Alice en son et lumière
Le concert s’achève par une projection de quatre minutes en 3D (3D mapping) réalisée sur la façade du 5e étage du bâtiment de l’ALBA. « Ce sont les étudiants en master en illustration qui se sont inspirés des différents thèmes du livre et ont créé les dessins », explique Kabalan Samaha, coordinateur Multimédia. « Par la suite, deux étudiantes en master 1 MultiMedia, Zoé Sfeir et Nour Nasr, ont transformé ces illustrations en 3D. Un travail long et minutieux de trois mois de préparation. »
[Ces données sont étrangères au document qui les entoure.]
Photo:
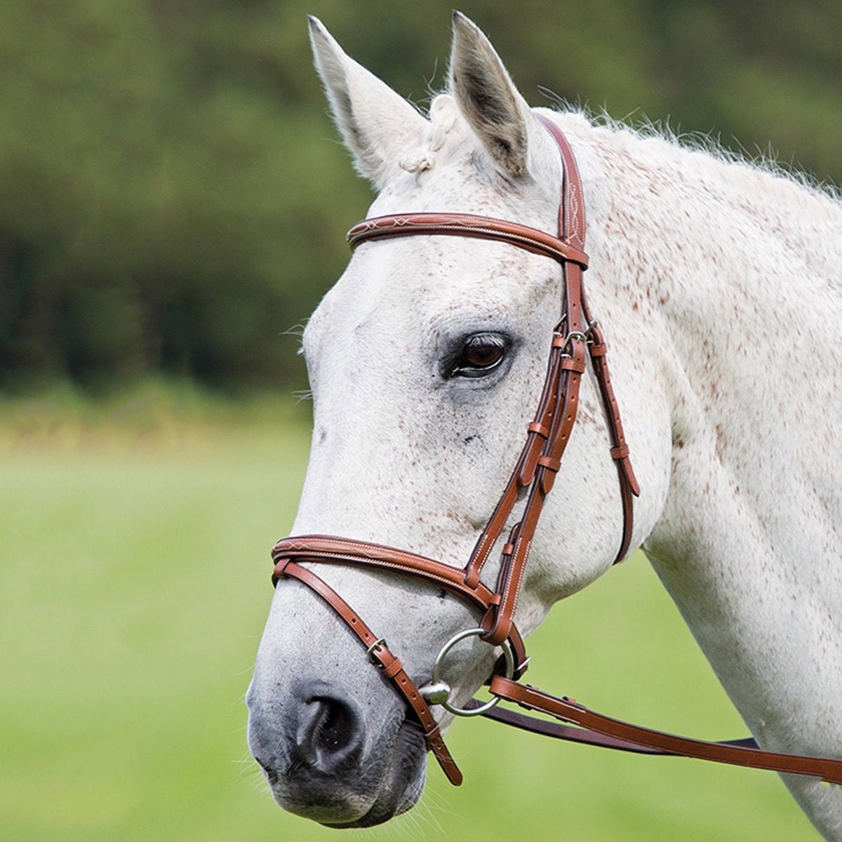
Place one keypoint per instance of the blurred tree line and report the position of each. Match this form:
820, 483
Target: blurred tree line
173, 196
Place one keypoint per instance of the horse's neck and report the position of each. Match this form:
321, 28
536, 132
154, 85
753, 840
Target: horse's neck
739, 301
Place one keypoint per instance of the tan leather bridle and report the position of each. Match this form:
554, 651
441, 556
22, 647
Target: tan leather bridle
576, 338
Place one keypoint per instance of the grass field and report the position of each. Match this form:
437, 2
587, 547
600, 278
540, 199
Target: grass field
135, 542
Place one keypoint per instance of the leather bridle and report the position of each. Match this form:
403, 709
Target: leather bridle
577, 337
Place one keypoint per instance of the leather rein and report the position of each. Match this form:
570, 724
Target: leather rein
577, 337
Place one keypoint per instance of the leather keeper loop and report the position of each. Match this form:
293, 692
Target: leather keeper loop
395, 666
573, 364
280, 570
539, 429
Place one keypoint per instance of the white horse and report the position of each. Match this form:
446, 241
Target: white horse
719, 287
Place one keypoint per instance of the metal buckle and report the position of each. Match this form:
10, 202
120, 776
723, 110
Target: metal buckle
378, 644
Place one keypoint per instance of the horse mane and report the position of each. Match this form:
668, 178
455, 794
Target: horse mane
448, 129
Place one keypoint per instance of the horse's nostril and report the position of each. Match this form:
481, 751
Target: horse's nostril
329, 734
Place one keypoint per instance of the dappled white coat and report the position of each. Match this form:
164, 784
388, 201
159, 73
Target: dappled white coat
719, 287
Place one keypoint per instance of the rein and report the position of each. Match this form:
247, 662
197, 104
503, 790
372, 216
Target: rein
576, 338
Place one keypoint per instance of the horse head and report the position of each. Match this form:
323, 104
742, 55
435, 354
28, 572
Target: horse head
426, 362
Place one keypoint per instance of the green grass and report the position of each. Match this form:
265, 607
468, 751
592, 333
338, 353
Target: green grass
135, 584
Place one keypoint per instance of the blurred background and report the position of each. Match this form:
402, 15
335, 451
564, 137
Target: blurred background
173, 200
172, 197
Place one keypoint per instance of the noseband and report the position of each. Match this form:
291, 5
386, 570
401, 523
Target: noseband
576, 338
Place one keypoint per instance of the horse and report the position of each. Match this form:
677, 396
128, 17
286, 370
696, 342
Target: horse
717, 283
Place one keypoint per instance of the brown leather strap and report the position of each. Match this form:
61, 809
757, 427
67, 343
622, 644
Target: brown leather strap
334, 550
634, 738
380, 655
466, 225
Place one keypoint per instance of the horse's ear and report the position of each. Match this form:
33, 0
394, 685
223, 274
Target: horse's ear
489, 100
376, 123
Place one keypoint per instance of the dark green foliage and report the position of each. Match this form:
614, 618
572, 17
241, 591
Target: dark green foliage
172, 195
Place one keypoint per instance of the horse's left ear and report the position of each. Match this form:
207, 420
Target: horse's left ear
491, 103
377, 124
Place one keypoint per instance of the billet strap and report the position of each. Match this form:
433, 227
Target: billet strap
598, 729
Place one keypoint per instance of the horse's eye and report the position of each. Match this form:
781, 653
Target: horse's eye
480, 354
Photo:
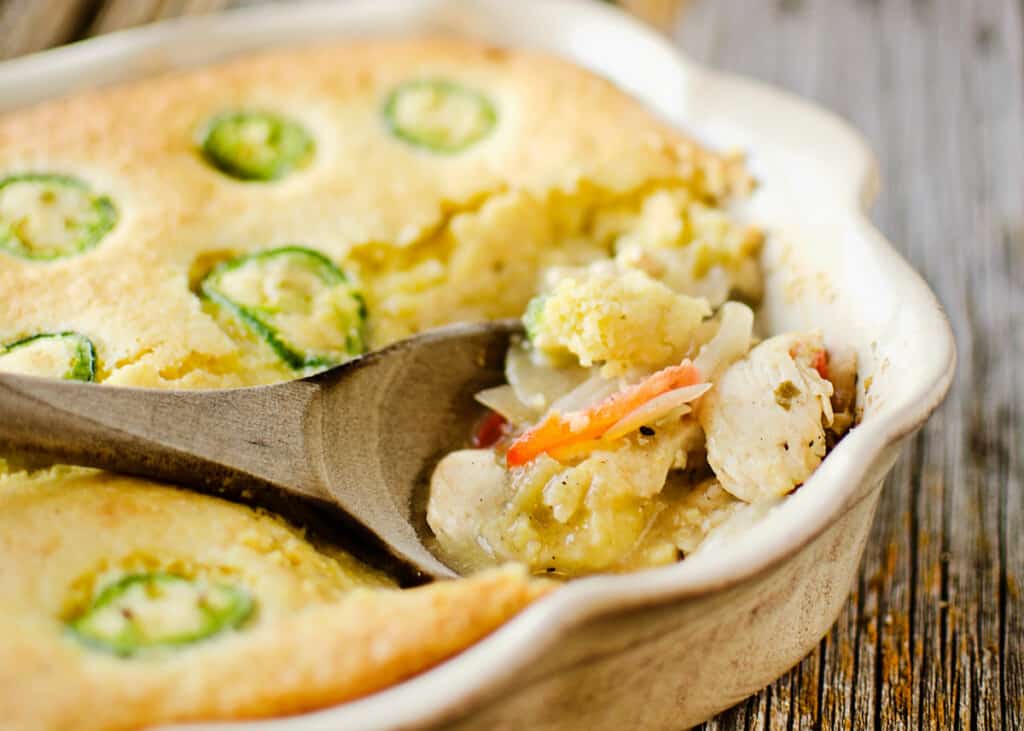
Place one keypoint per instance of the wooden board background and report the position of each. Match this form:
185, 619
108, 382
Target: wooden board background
933, 637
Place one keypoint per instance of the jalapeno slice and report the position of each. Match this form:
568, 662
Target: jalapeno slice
297, 301
255, 145
45, 216
68, 355
438, 115
145, 611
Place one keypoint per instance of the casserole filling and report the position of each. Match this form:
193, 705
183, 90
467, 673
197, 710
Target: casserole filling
633, 424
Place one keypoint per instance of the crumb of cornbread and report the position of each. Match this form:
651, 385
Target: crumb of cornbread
621, 319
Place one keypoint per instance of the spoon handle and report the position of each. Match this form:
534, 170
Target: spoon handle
219, 440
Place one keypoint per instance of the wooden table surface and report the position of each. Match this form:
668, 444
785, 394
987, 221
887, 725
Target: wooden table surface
933, 636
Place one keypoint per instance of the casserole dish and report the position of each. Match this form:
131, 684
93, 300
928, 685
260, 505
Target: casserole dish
664, 648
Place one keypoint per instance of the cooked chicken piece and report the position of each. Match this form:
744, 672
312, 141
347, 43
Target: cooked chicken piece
467, 491
765, 418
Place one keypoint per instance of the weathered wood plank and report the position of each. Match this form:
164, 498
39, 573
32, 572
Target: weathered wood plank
118, 14
28, 26
933, 635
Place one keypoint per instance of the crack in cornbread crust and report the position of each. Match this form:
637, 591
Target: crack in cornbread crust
560, 129
317, 637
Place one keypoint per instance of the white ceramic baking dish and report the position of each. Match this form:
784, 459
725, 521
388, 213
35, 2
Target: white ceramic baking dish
664, 648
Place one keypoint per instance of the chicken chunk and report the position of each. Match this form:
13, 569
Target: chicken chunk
765, 419
467, 490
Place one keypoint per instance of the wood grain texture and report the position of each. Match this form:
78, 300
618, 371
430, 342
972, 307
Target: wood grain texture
933, 636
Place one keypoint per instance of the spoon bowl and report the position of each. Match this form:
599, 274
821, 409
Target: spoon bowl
360, 436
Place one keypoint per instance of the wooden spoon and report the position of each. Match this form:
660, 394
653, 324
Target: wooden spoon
360, 435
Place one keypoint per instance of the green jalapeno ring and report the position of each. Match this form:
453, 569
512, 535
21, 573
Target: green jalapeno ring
256, 320
425, 138
286, 145
132, 639
102, 217
82, 366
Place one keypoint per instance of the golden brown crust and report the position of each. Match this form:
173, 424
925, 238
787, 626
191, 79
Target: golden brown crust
322, 634
560, 130
325, 654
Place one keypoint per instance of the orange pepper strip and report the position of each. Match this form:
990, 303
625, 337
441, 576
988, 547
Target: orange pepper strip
557, 430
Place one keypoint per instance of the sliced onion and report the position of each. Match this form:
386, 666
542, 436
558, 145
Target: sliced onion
730, 343
504, 400
586, 394
656, 409
539, 384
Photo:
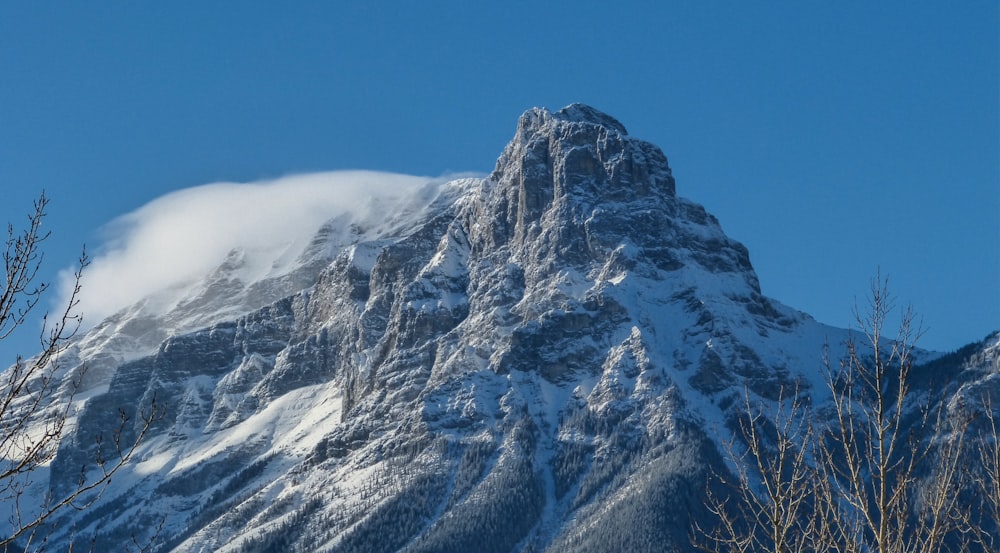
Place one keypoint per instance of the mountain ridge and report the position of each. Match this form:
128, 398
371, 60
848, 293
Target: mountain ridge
544, 359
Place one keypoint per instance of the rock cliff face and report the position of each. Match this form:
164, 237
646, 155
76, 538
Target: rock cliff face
543, 360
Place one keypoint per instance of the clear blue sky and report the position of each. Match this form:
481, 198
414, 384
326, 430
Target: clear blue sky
829, 137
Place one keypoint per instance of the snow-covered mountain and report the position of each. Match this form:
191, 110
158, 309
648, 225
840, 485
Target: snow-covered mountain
544, 359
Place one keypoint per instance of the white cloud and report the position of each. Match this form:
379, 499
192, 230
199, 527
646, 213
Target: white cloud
186, 234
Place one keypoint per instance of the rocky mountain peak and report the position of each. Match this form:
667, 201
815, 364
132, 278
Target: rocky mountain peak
579, 149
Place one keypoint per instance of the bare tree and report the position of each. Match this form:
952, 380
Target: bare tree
770, 504
34, 405
874, 452
873, 473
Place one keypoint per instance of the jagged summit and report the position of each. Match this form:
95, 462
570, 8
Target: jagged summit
582, 113
580, 149
535, 361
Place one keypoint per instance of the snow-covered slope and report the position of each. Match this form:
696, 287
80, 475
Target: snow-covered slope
544, 359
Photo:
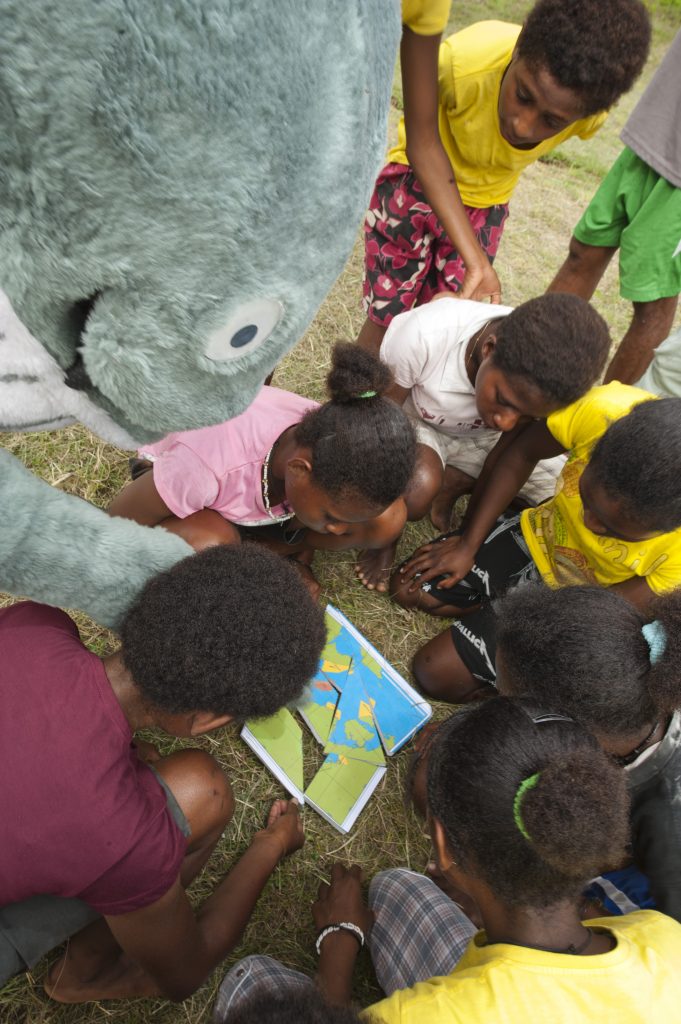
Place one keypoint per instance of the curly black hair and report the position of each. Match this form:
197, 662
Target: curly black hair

« Le titre s’inspire du » terrier du lapin « d’Alice au pays des merveilles, que nous avons décidé de transformer en » mind hole « (gouffre de l’esprit) », explique Zoé Sfeir en racontant le déroulement de ces dessins qu’elles ont transformé en 3D Mapping. « Nous voulions nous plonger dans le chaos de l’esprit, là où la logique, l’imagination, la folie et l’absurde commencent à se mêler. » Apparaissent alors des équations mathématiques, des notes et des gribouillages. D’abord structurés, ils deviennent peu à peu chaotiques, évoquant un esprit en proie à une réflexion effrénée ou perdant le contrôle. Le papier se déchire pour révéler le Chat du Cheshire, qui demande au public : « Pensez-vous pouvoir donner un sens à tout cela ? » Cette question marque le point de départ de tout le voyage. Dès lors, le public est entraîné à travers différents éléments inspirés du livre et de ses adaptations animées, mais visuellement réinterprétés pour le mapping 3D : d’abord la forêt, en référence au monde étrange et mystérieux dans lequel pénètre Alice, ensuite le tunnel inspiré du terrier du lapin, comme si le public s’enfonçait davantage dans l’histoire et dans les méandres de l’esprit, puis la scène du jeu d’échecs qui inspire l’idée d’un monde structuré comme une partie de jeu, enfin des jeux de cartes à jouer, inspirés des gardes de la Reine de Cœur dans Alice au pays des merveilles, qui symbolise une autorité absurde et une structure fragile. « Tout cet univers incarne la logique, l’ordre, les règles et la stratégie, explique la jeune étudiante. Tous ces visuels psychédéliques nous ont permis de traduire cette sensation de dissolution de la perception, où le spectateur ne sait plus distinguer le réel, la logique de l’imaginaire. » Les pages se referment pour revenir à la scène initiale, au livre et au début de l’histoire, comme si tout le voyage s’était déroulé entre les pages ou au sein même de l’esprit. Quatre minutes durant, ce spectacle en trois dimensions a transporté le public dans un voyage allant de la logique à la folie, le tout appuyé sur des éléments tirés du livre d’Alice au pays des merveilles, qui un jour s’est retrouvée ici-même à l’ALBA, au pays du Cèdre.